In 2018, Goodman celebrated her 90th birthday at the palace and gardens of Versailles. In 2021, Goodman appointed Rose Lord, Junette Teng, Emily-Jane Kirwan, Leslie Nolen and Philipp Kaiser as partners in the Marian Goodman Gallery. The gallery also established an advisory committee of five longtime staff members to support the partners. Philipp Kaiser exited in May 2025. Also in 2022, the gallery announced that it would expand to Los Angeles by 2023, taking over a 13000 sqft warehouse campus from the 1920s in Hollywood, designed by architectural firm Johnston Marklee & Associates and located at 1120 Seward Street.

In 2023, the gallery announced to relocate its New York space to 385 Broadway, occupying two floors of gallery space totalling 30000 sqft. Renovated by the architecture firm StudioMDA, the site include two floors of public exhibition space, one floor of private viewing rooms, a library and an archive in addition to art storage and office space.

===Artists===
Goodman has stated that she believes a dealer should be committed to working with an artist for fifteen to twenty years. As of 2023, the gallery mostly represents non-American artists, including:
- Eija-Liisa Ahtila
- Giovanni Anselmo
- Maurizio Cattelan
- James Coleman
- Tony Cragg
- Richard Deacon
- Tacita Dean
- Edith Dekyndt
- Rineke Dijkstra
- Pierre Huyghe
- Amar Kanwar
- Steve McQueen
- Annette Messager
- Delcy Morelos
- Gabriel Orozco
- Giuseppe Penone
- Anri Sala
- Tino Sehgal
- Tavares Strachan
- Thomas Struth
- Niele Toroni
- Adrián Villar Rojas
- Danh Vo

Kentridge, Struth and Orozco, like most of Goodman's artists, joined her relatively early in their careers.

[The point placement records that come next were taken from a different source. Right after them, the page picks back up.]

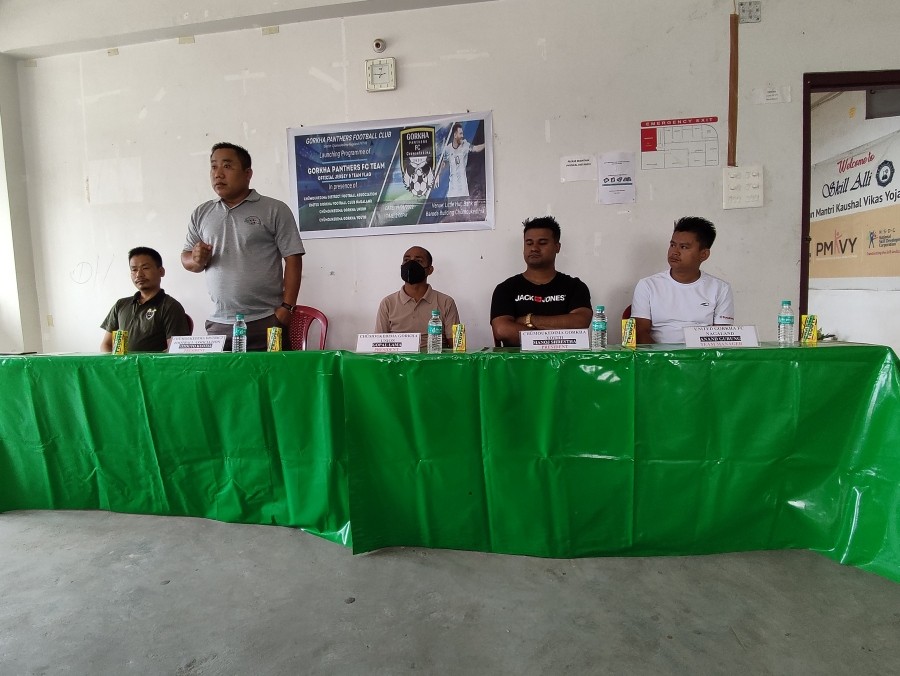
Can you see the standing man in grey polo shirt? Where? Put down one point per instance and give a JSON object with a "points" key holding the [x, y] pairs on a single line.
{"points": [[240, 241]]}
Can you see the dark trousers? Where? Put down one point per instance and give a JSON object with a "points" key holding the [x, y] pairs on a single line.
{"points": [[256, 333]]}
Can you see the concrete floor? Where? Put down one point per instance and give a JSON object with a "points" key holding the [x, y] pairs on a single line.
{"points": [[98, 593]]}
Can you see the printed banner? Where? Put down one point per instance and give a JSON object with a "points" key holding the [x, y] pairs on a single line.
{"points": [[855, 212], [425, 174]]}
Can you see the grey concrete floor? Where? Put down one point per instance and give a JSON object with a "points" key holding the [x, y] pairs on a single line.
{"points": [[98, 593]]}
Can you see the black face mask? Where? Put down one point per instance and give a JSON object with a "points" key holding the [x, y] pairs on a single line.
{"points": [[412, 273]]}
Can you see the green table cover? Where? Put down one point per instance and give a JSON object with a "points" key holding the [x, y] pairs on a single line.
{"points": [[653, 451]]}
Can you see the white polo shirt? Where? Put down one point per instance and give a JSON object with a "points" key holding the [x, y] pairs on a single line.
{"points": [[671, 305]]}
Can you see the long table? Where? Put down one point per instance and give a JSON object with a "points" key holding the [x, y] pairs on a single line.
{"points": [[624, 452]]}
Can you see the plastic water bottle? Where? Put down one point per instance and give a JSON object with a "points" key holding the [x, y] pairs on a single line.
{"points": [[598, 329], [786, 324], [435, 333], [239, 335]]}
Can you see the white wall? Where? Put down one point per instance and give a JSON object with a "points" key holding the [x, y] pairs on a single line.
{"points": [[561, 77], [847, 306], [19, 329]]}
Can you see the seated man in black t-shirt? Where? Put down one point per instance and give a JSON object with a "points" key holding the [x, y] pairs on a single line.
{"points": [[150, 316], [540, 297]]}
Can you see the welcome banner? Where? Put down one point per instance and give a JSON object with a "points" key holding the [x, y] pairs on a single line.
{"points": [[855, 212], [425, 174]]}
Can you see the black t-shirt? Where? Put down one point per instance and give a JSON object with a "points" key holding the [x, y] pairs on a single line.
{"points": [[516, 297], [149, 325]]}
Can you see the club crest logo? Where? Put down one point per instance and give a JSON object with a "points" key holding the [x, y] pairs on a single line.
{"points": [[417, 159]]}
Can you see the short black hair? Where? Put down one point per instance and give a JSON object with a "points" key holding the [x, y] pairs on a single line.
{"points": [[427, 252], [146, 251], [243, 155], [547, 222], [702, 228]]}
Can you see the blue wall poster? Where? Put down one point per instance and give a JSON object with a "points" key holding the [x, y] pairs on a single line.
{"points": [[421, 174]]}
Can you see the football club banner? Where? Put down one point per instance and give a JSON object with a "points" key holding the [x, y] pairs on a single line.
{"points": [[854, 217], [425, 174]]}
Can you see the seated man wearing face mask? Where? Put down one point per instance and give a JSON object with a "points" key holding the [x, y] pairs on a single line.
{"points": [[409, 309]]}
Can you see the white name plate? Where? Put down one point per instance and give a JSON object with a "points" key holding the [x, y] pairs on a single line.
{"points": [[720, 336], [194, 344], [388, 342], [555, 340]]}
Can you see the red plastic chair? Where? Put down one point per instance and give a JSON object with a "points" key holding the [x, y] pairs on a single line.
{"points": [[301, 320]]}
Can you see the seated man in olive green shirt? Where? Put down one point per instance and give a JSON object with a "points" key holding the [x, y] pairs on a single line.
{"points": [[409, 309], [150, 316]]}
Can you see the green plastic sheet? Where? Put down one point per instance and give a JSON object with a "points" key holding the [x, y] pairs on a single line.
{"points": [[653, 451]]}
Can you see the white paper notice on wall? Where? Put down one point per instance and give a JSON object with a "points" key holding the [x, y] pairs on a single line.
{"points": [[742, 187], [772, 94], [616, 178], [577, 168]]}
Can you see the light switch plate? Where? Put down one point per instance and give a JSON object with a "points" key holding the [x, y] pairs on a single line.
{"points": [[742, 187], [750, 12]]}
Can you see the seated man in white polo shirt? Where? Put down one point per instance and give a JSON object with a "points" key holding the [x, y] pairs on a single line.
{"points": [[683, 295]]}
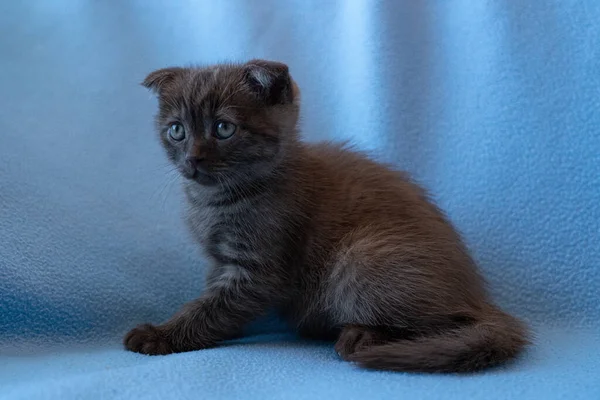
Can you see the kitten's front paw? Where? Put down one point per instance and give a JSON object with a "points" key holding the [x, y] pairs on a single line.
{"points": [[353, 338], [147, 339]]}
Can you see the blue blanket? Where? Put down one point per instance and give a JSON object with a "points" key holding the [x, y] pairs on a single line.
{"points": [[492, 105]]}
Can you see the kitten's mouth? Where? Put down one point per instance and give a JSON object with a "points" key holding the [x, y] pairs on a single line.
{"points": [[202, 178]]}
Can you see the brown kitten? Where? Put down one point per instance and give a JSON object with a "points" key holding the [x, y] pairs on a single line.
{"points": [[345, 248]]}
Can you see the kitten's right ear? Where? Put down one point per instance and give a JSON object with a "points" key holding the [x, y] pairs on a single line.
{"points": [[158, 80]]}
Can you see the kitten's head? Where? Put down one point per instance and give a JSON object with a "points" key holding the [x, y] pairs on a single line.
{"points": [[226, 123]]}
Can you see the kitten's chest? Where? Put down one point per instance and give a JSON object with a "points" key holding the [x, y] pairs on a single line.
{"points": [[235, 235]]}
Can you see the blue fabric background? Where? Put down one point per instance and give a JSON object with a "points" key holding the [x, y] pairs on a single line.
{"points": [[493, 105]]}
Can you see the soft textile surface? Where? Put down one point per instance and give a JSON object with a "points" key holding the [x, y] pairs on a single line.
{"points": [[492, 105]]}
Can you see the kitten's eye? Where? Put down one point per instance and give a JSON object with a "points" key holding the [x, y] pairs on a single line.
{"points": [[224, 129], [177, 132]]}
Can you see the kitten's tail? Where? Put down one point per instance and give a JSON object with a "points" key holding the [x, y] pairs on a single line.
{"points": [[495, 339]]}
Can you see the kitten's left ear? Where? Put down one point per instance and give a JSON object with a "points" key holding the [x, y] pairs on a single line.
{"points": [[158, 80], [270, 80]]}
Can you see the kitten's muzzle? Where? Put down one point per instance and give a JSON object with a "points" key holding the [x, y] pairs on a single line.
{"points": [[192, 166]]}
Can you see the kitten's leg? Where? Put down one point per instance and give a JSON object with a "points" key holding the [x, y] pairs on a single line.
{"points": [[218, 315], [354, 338]]}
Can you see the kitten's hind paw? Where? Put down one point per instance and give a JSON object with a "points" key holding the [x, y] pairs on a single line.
{"points": [[147, 339]]}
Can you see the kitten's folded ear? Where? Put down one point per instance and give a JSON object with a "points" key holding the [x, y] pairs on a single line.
{"points": [[270, 80], [158, 80]]}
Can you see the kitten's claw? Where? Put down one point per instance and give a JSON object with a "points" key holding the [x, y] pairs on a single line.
{"points": [[147, 339]]}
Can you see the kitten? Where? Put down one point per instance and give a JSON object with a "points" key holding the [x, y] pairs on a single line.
{"points": [[345, 248]]}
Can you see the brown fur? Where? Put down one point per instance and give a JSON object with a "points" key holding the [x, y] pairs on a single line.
{"points": [[345, 248]]}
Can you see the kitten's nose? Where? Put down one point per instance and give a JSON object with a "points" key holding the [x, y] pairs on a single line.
{"points": [[193, 162]]}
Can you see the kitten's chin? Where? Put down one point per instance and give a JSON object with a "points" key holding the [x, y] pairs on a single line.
{"points": [[201, 178]]}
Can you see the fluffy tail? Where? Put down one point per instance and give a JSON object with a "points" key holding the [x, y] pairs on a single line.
{"points": [[494, 340]]}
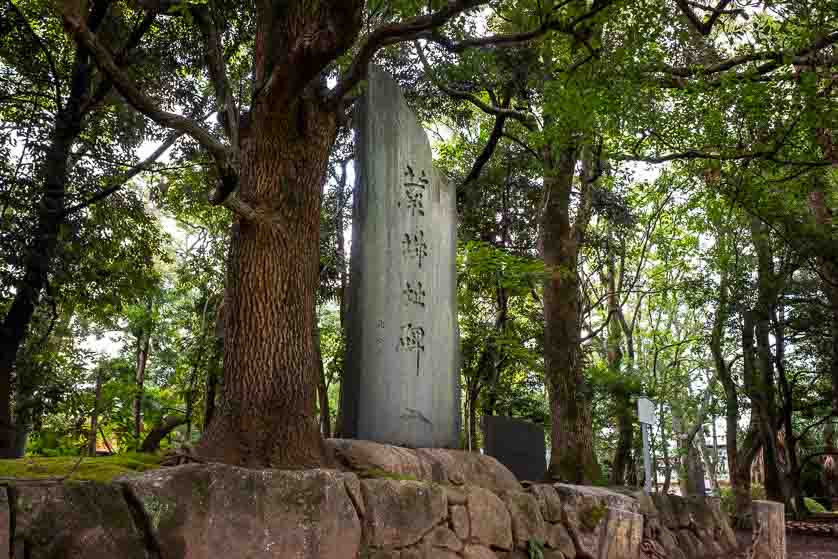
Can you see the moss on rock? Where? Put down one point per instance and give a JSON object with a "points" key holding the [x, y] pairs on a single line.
{"points": [[102, 469]]}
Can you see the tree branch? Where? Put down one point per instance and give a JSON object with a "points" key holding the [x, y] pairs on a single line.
{"points": [[218, 71], [524, 118], [390, 34], [146, 105]]}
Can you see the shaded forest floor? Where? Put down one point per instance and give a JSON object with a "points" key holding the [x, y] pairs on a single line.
{"points": [[103, 469], [800, 546]]}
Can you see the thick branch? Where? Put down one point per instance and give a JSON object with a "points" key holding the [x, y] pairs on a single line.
{"points": [[141, 102], [56, 79], [524, 118], [390, 34], [218, 71]]}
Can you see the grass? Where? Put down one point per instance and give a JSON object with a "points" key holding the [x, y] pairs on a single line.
{"points": [[100, 468]]}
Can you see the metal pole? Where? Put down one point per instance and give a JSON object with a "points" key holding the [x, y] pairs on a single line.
{"points": [[647, 459]]}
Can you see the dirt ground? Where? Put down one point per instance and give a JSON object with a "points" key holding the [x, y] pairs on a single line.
{"points": [[799, 546]]}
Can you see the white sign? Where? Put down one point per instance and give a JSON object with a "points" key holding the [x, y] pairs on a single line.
{"points": [[646, 411]]}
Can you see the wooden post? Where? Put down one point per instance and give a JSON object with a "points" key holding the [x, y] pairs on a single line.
{"points": [[769, 524]]}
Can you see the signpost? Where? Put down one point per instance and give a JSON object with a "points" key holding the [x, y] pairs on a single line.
{"points": [[646, 414]]}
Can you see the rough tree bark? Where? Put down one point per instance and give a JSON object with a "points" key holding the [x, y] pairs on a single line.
{"points": [[143, 348], [763, 388], [94, 416], [571, 455]]}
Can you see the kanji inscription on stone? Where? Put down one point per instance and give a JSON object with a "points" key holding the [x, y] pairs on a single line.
{"points": [[414, 293], [414, 191], [415, 247]]}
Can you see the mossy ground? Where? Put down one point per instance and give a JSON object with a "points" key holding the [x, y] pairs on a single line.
{"points": [[100, 468]]}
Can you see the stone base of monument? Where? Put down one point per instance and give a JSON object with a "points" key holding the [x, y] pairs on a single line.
{"points": [[400, 504]]}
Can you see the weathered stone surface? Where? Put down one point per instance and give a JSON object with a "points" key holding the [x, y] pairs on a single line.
{"points": [[670, 544], [353, 488], [517, 444], [623, 534], [439, 465], [5, 524], [724, 531], [692, 547], [489, 519], [400, 513], [585, 494], [559, 538], [646, 505], [472, 468], [203, 511], [425, 551], [769, 530], [665, 510], [442, 537], [401, 384], [585, 511], [69, 520], [527, 522], [455, 496], [478, 552], [585, 523], [458, 519], [548, 500]]}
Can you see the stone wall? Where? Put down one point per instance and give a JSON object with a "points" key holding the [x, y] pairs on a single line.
{"points": [[203, 511]]}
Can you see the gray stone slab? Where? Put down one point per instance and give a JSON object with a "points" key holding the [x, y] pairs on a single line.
{"points": [[517, 444], [401, 382]]}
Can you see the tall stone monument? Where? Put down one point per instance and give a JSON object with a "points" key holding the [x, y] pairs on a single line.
{"points": [[401, 382]]}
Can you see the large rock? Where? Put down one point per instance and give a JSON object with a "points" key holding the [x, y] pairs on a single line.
{"points": [[587, 494], [400, 513], [690, 544], [489, 519], [558, 538], [440, 465], [548, 500], [623, 534], [665, 510], [5, 523], [208, 511], [401, 384], [74, 520], [517, 444], [585, 512], [527, 522]]}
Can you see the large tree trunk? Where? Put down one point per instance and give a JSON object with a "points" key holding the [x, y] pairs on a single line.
{"points": [[571, 455], [267, 415]]}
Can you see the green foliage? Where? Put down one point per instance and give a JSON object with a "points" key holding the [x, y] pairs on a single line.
{"points": [[813, 506], [102, 469]]}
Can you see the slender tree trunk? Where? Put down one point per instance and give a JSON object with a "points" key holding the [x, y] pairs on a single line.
{"points": [[267, 415], [94, 416], [765, 389], [829, 272], [322, 387], [143, 347]]}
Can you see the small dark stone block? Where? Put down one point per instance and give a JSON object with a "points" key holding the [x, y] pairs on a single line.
{"points": [[517, 444]]}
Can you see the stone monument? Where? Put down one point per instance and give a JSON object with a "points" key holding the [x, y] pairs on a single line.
{"points": [[401, 381], [517, 444]]}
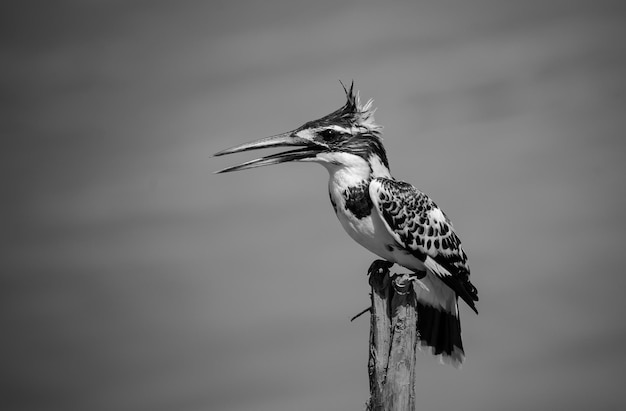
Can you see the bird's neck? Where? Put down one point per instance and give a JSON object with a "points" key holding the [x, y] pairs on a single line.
{"points": [[356, 172]]}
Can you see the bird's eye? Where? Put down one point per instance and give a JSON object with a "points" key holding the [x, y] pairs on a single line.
{"points": [[329, 135]]}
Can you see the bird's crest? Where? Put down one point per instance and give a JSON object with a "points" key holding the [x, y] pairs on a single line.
{"points": [[353, 114], [360, 115]]}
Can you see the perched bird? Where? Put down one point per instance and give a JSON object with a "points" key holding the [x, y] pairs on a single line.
{"points": [[391, 218]]}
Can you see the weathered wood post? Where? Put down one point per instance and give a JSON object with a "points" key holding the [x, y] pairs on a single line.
{"points": [[393, 341]]}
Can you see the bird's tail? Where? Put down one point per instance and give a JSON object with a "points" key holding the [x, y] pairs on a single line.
{"points": [[441, 330]]}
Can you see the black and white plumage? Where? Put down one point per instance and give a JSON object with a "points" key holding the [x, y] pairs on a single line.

One exception is Richter, who had three exhibitions with Sperone Westwater before deciding to show simultaneously there and with Goodman. After several years of this joint arrangement, he dropped the original gallery.

Goodman also represented American artists, including:
- Andrea Fraser (since 2022)
- Julie Mehretu
- Maria Nordman
- Paul Sietsema

In addition to living artists, Marian Goodman Gallery handles the estates of the following:
- Chantal Akerman
- Lothar Baumgarten
- Christian Boltanski
- Dan Graham
- Robert Smithson (since 2020)
- Lawrence Weiner

Marian Goodman Gallery also formerly represented the following artists:

- John Baldessari
- Nan Goldin (2018–2023)
- Cristina Iglesias (until 2025)
- William Kentridge (1999–2024)
- Anselm Kiefer
- Allan McCollum (1980–1984)
- Juan Muñoz (1990–2020)
- Gerhard Richter (1985–2022)
- Hiroshi Sugimoto (until 2024)
- Allen Ruppersberg
- Jeff Wall (until 2016)
- Francesca Woodman

==Reputation==
In an article in the New Yorker, art critic Peter Schjeldahl said "Goodman may be the most respected contemporary dealer in New York, for her taste, standards, and loyalty to her artists." Schjeldahl quotes Goodman's friend, the theorist and critic Benjamin H. D. Buchloh: "Her judgment is ultimately aesthetic, but she has a broad understanding of what a privileged existence allows and requires one to do. Her gallery has a certain subtle social horizon of responsibility." In Texte zur Kunst, critic Harmon Siegel wrote that she approaches art-dealing with "a sense that critique starts at home, that any art aspiring to confront social problems must also be self-critical, challenging the enterprise of the avant-garde itself." Michael Govan, director of Dia Art Foundation, describes her as one of the most powerful and influential dealers of the 20th century.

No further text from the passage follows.